Trois plans construisent ce tableau : au premier plan, une femme marche et nous regarde, dégageant une sérénité à la fois calme et fragile, avec, dans ses cheveux, un croissant de lune. Elle tient un arc et porte un carquois en bandoulière. Parallèlement à elle, un lévrier qui est au même niveau que sa maîtresse, mais qui va la dépasser. Si la femme marche, le chien court : c'est un moyen pour le peintre de créer du dynamisme. Au second plan, un écran forestier met en valeur le corps ambré et sensuel de la jeune femme. À l'arrière-plan gauche, une ouverture sur le ciel éclaire la scène. La lumière vient donc de la gauche, comme c'est la coutume. Le croissant de lune, l'arc, le carquois, le chien de chasse permettent d'identifier la jeune femme : c'est Diane, la déesse des espaces sauvages, de la chasse, la vierge farouche qui se tient éloignée des hommes.

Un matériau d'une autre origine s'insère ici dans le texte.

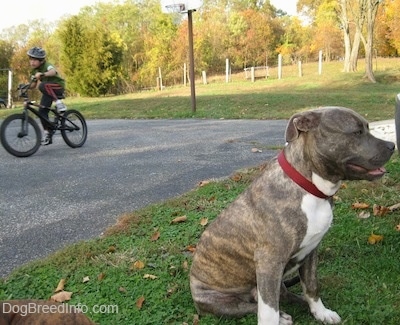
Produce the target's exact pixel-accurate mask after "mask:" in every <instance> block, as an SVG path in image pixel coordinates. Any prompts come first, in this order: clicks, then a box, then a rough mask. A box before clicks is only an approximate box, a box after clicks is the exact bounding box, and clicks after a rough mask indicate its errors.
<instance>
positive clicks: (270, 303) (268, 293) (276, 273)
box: [255, 250, 293, 325]
mask: <svg viewBox="0 0 400 325" xmlns="http://www.w3.org/2000/svg"><path fill="white" fill-rule="evenodd" d="M255 262H256V276H257V304H258V313H257V315H258V325H292V324H293V322H292V317H291V316H290V315H287V314H285V313H280V312H279V297H280V287H281V282H282V275H283V271H284V268H285V263H284V262H282V256H272V255H271V254H270V253H266V252H265V251H264V250H261V251H256V253H255Z"/></svg>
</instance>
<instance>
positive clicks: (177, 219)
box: [171, 216, 187, 223]
mask: <svg viewBox="0 0 400 325" xmlns="http://www.w3.org/2000/svg"><path fill="white" fill-rule="evenodd" d="M186 220H187V216H180V217H176V218H175V219H173V220H172V221H171V223H180V222H185V221H186Z"/></svg>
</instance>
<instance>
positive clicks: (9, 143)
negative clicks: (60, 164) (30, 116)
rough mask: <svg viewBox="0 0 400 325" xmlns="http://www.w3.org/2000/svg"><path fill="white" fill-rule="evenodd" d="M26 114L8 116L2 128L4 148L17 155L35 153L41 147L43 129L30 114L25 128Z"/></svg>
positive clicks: (1, 132) (1, 127) (9, 151)
mask: <svg viewBox="0 0 400 325" xmlns="http://www.w3.org/2000/svg"><path fill="white" fill-rule="evenodd" d="M25 118H26V117H25V114H13V115H10V116H8V117H7V118H6V119H5V120H4V121H3V123H2V124H1V128H0V138H1V144H2V145H3V147H4V149H6V150H7V152H9V153H10V154H12V155H13V156H16V157H28V156H30V155H33V154H34V153H35V152H36V151H37V150H38V149H39V147H40V140H41V134H42V132H41V130H40V127H39V125H38V124H37V123H36V121H35V120H34V119H33V118H32V117H30V116H28V121H27V127H26V130H24V123H25Z"/></svg>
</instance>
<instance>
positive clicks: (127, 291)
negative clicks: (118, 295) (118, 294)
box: [118, 287, 128, 293]
mask: <svg viewBox="0 0 400 325" xmlns="http://www.w3.org/2000/svg"><path fill="white" fill-rule="evenodd" d="M118 291H119V292H122V293H127V292H128V291H127V290H126V289H125V288H124V287H119V288H118Z"/></svg>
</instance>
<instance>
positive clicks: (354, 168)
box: [347, 163, 386, 177]
mask: <svg viewBox="0 0 400 325" xmlns="http://www.w3.org/2000/svg"><path fill="white" fill-rule="evenodd" d="M347 166H348V167H350V168H351V169H352V170H354V171H356V172H358V173H361V174H366V175H369V176H371V177H382V176H383V175H384V174H385V173H386V169H385V167H383V166H382V167H378V168H376V169H367V168H365V167H362V166H360V165H356V164H350V163H349V164H347Z"/></svg>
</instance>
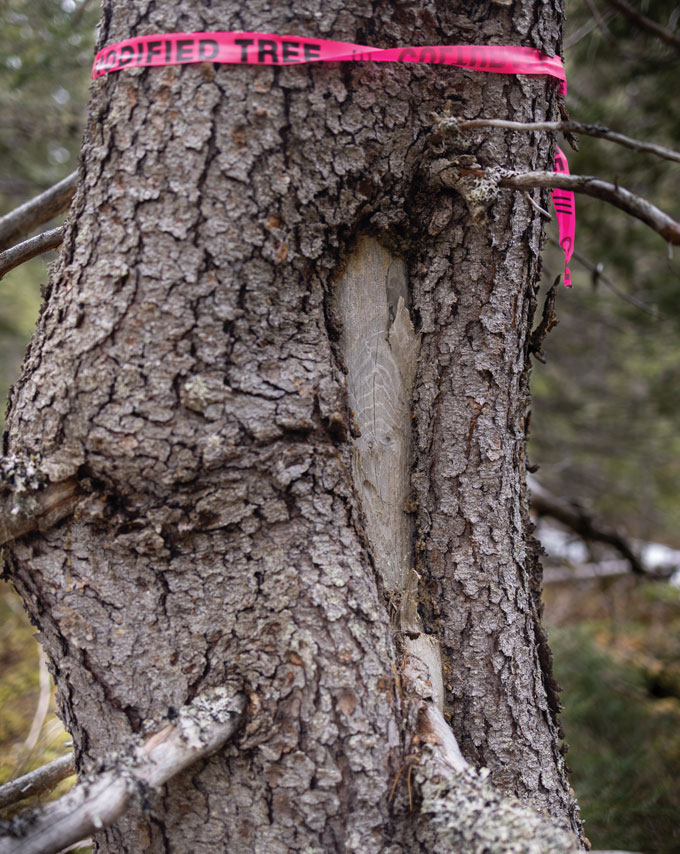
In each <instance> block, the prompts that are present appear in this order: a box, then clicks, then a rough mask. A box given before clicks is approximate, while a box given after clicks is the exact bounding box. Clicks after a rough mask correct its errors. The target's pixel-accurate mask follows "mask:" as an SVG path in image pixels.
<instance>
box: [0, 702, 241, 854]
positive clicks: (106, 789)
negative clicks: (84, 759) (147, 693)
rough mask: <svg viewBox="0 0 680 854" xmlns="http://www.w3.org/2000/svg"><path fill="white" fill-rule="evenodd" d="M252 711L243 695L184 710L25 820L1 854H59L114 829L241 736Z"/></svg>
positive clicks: (21, 817) (13, 822) (185, 708)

Diane bien sûr, mais seulement la Diane antique ? En fait, à l'époque du tableau, une femme domine la cour : Diane de Poitiers, la maîtresse tant aimée du roi Henri II, femme dont le temps n'altère par la beauté. Et Diane de Poitiers a coutume de jouer de cette homonymie avec la déesse. En témoigne le décor de son château d'Anet. Écoutons un visiteur de la demeure : « une longue galerie, toute remplie de [...] représentations de Diane de Poitiers, tantôt peinte en chasseresse en la forme et nue comme la Diane des Anciens [...], tantôt comme elle était en ses plus jeunes ans et tantôt plus âgée, bref en diverses postures et équipages ». Il s'agit ainsi d'une allégorie nourrie de détails symboliques.

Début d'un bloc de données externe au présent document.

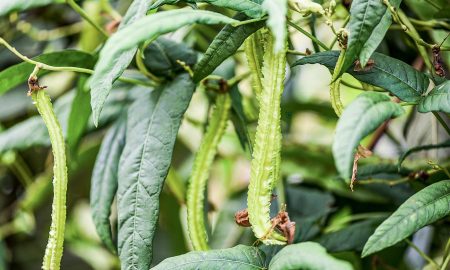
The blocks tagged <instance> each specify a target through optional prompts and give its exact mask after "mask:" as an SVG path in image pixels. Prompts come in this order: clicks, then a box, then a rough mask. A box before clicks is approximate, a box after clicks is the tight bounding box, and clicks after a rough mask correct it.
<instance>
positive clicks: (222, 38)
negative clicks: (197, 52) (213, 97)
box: [194, 13, 264, 82]
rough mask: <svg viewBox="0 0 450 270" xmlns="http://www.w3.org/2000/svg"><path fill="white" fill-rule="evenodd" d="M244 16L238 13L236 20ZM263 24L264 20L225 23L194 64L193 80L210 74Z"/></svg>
mask: <svg viewBox="0 0 450 270" xmlns="http://www.w3.org/2000/svg"><path fill="white" fill-rule="evenodd" d="M245 18H246V16H245V15H244V14H242V13H241V14H238V15H236V16H235V17H234V19H236V20H243V19H245ZM263 26H264V22H262V21H261V22H256V23H250V24H244V25H241V26H238V27H234V26H232V25H230V24H228V25H226V26H225V27H224V28H223V29H222V30H221V31H220V32H219V34H217V36H216V37H215V38H214V40H213V42H212V43H211V45H209V47H208V49H207V50H206V52H205V55H204V56H203V57H202V59H201V60H200V62H199V63H198V64H197V65H196V66H195V70H194V81H195V82H199V81H201V80H202V79H203V78H205V77H206V76H208V75H210V74H211V73H212V72H213V71H214V70H215V69H216V68H217V67H218V66H219V65H220V64H221V63H222V62H223V61H225V59H227V58H228V57H230V56H231V55H233V54H234V53H235V52H236V51H237V50H238V49H239V47H241V45H242V43H244V41H245V39H247V38H248V37H249V36H250V35H251V34H253V33H254V32H256V31H257V30H258V29H260V28H261V27H263Z"/></svg>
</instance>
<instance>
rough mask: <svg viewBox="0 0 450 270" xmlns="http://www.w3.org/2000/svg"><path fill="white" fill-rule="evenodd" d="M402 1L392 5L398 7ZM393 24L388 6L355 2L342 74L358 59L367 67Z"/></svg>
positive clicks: (351, 8)
mask: <svg viewBox="0 0 450 270" xmlns="http://www.w3.org/2000/svg"><path fill="white" fill-rule="evenodd" d="M400 2H401V0H393V1H390V3H391V4H392V5H393V6H395V7H398V6H399V5H400ZM391 23H392V16H391V12H390V11H389V10H387V7H386V5H385V4H384V3H383V2H382V1H378V0H355V1H353V2H352V6H351V9H350V21H349V23H348V26H347V29H348V31H349V32H350V33H349V37H348V45H347V51H346V54H345V58H344V63H343V65H342V70H341V74H342V73H344V72H345V70H347V69H348V68H349V67H350V66H351V65H352V64H353V62H355V60H356V59H359V61H360V62H361V66H363V67H364V66H365V65H366V64H367V61H368V60H369V58H370V56H371V55H372V53H373V52H374V51H375V50H376V48H377V47H378V45H379V44H380V43H381V41H382V40H383V38H384V35H385V34H386V32H387V30H388V29H389V26H390V25H391Z"/></svg>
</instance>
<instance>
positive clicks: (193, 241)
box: [187, 93, 231, 250]
mask: <svg viewBox="0 0 450 270" xmlns="http://www.w3.org/2000/svg"><path fill="white" fill-rule="evenodd" d="M230 107H231V98H230V96H229V95H228V93H224V94H218V96H217V99H216V102H215V107H214V110H213V113H212V115H211V119H210V122H209V125H208V128H207V130H206V133H205V135H204V137H203V139H202V143H201V145H200V149H199V150H198V152H197V155H196V156H195V161H194V168H193V170H192V175H191V178H190V179H189V186H188V190H187V214H188V231H189V238H190V239H191V242H192V246H193V248H194V250H208V249H209V246H208V234H207V232H206V225H205V219H204V216H205V213H204V207H203V206H204V205H205V202H204V200H205V190H206V184H207V181H208V178H209V172H210V170H211V166H212V163H213V161H214V157H215V156H216V153H217V147H218V145H219V142H220V140H221V138H222V136H223V134H224V132H225V128H226V126H227V121H228V114H229V111H230Z"/></svg>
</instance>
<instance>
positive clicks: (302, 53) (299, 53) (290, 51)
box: [287, 50, 307, 56]
mask: <svg viewBox="0 0 450 270" xmlns="http://www.w3.org/2000/svg"><path fill="white" fill-rule="evenodd" d="M287 53H288V54H293V55H301V56H307V54H306V53H304V52H299V51H296V50H287Z"/></svg>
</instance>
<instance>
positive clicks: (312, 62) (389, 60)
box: [292, 51, 430, 102]
mask: <svg viewBox="0 0 450 270" xmlns="http://www.w3.org/2000/svg"><path fill="white" fill-rule="evenodd" d="M338 57H339V52H338V51H328V52H320V53H315V54H313V55H310V56H306V57H303V58H302V59H300V60H298V61H296V62H295V63H294V64H293V65H292V66H293V67H294V66H297V65H305V64H321V65H324V66H326V67H327V68H329V69H331V70H333V69H334V66H335V65H336V62H337V59H338ZM371 58H372V59H373V60H374V65H373V66H372V67H369V66H367V67H366V68H367V70H363V69H356V70H355V69H354V66H351V67H350V68H349V69H347V70H346V72H348V73H350V74H351V75H353V76H354V77H355V78H356V79H358V80H360V81H362V82H365V83H368V84H372V85H375V86H378V87H382V88H384V89H386V90H388V91H389V92H391V93H392V94H393V95H395V96H397V97H398V98H400V99H401V100H403V101H406V102H417V101H419V100H420V99H421V98H422V95H423V94H424V93H425V92H426V91H427V89H428V85H429V84H430V81H429V79H428V77H427V76H426V75H425V74H423V73H421V72H419V71H417V70H415V69H414V68H413V67H411V66H410V65H408V64H406V63H404V62H402V61H400V60H397V59H395V58H392V57H389V56H387V55H384V54H381V53H376V52H375V53H373V55H372V57H371Z"/></svg>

Le croissant de lune dans les cheveux, l'arc, le carquois rempli de flèches sont des attributs iconographiques, c'est-à-dire des signes permettant de reconnaître la figure ou le sujet représentés. Le baudrier est orné d'une agrafe en pierre précieuse, probablement une émeraude. L'émeraude est une pierre verte, souvent sombre et, dans la symbolique héraldique pleinement vivante à l'époque du peintre, le vert est la couleur du monde naturel, de la « non civilisation », de la folie parfois, de tout ce qui est opposé au monde de la cité. Ce qui est le cas de Diane. Quant au lévrier, sa présence comme chien de chasse complète la figure de Diane, et son symbole de fidélité, celle de Diane de Poitiers.